Wyspa jest największą łachą na świecie wpisaną na listę UNESCO. rozciąga się na jakieś 120 na 15 km. Ale myli się ten, kto sądzi, że jest to po prostu łacha piasku w pobliżu wschodniego wybrzeża Australii. Wyspę porastają lasy z zadziwiająco różnorodną i bogatą florą oraz mnóstwo zwierząt. Jest na niej oraz około 200 jezior słodkowodnych, zasilanych w większości jedynie wodą deszczową.

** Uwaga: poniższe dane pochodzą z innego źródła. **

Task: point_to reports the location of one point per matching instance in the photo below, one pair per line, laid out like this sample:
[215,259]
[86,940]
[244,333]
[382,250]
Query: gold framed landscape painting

Kiedyś zamieszkiwały ją przez plemiona, które nazywały ją Rajem – K’gari. Wierzono bowiem, że powstała z ducha, który pomagając wielkiemu Bogowi stworzyć Ziemię, tak pokochał to co udało się im wykreować, że na własną prośbę został zamieniony w wyspę. Wyspa była świadkiem okrutnej rozprawy z Aborygenami w połowie lat 60. XIX wieku. Poszło przede wszystkim o drzewo satynowe – unikalny, tropikalny gatunek rosnący wyłącznie tutaj, który jest niezwykle odporny na wilgoć i tym samym stanowi doskonały budulec okrętowy, ale nie tylko. Drzew z Wyspy Frasera użyto, miedzy innymi do wyłożenia Kanału Sueskiego. Lasy eksploatowano aż do 1991 roku. Współczesną nazwę, wyspa zawdzięcza Elizabeth Fraser, która jako jedna z nielicznych przeżyła zatonięcie statku w 1836 roku. Swoje przygody i kontakty z Aborygenami Fraser opisała w książce, która stała się bestsellerem.

Samochodowy Park Narodowy
Obszar wyspy to teren parku narodowego, z którego nie wolno wywozić absolutnie niczego. Może się to wydawać dość rygorystycznym zarządzeniem, ale pamiętajcie – wyspę odwiedza rocznie około 200 tysięcy ludzi i gdyby każdy z nich zabrał chociaż ziarnko… Nie ma szans. Każdy bagaż jest dokładnie skanowany przy wyjeździe z wyspy.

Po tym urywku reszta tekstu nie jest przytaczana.